Li’s epic achievements include placing third at last year’s British Open, the best Chinese result at any men’s major, and outdueling Rory McIlroy to win this year’s Dubai Desert Classic to become China’s man to crack the world golf rankings top 50.
“Take a lot of confidence from (beating) Rory that week,” Li said. “I’ve been struggling a little bit on my putting. I’ve been working a lot on that and today I made a lot of par saves, par putts. So I just have to keep going.”
When he came to Augusta National and saw the Masters layout in person for the first time last week, Li was overjoyed to find it familiar.
“Everything’s like amazing. It’s just like on the TV,” Li said.
“I just watched on TV all the time. Never miss once on TV for the Masters. It’s quite unreal for myself to be here, play golf here. It’s such a big honor.”
Li definitely learned his lessons about Amen Corner, the 11th, 12th and 13th holes so nicknamed because they often decide the fate of Masters hopefuls.
Li birdied all three holes in his first competitive round at Augusta National, a rare feat even with the effort bookended by bogeys at 10 and 14.
“Quite lucky,” Li said. “On the 10th hole, I made a lovely bogey and literally almost said ‘Amen’ down there.
“My first round was quite solid. I made a lot of putts. I wanted to stay patient and make some putts.
“Thought I’d be nervous on the first tee but I was all right. I’m happy to have such a great opening round.”

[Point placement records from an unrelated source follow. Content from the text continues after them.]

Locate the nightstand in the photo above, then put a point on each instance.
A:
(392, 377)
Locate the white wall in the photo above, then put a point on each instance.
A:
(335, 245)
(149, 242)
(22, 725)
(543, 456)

Tiger Woods, the center of attention this week with his comeback from back injury and spinal fusion, says Li is only the vanguard of a vast Chinese talent wave that’s Masters bound.
“Li is now up there and I think it’s only a matter of time before you have more professional players from China playing in this event,” Woods said.
Li played his first major at last year’s US Open, sharing 68th.
“I’ve improved a lot since the US Open,” Li said. “Got a lot of confidence from there. I just need to keep doing what I’m doing now. I think one day I’ll become a good player.”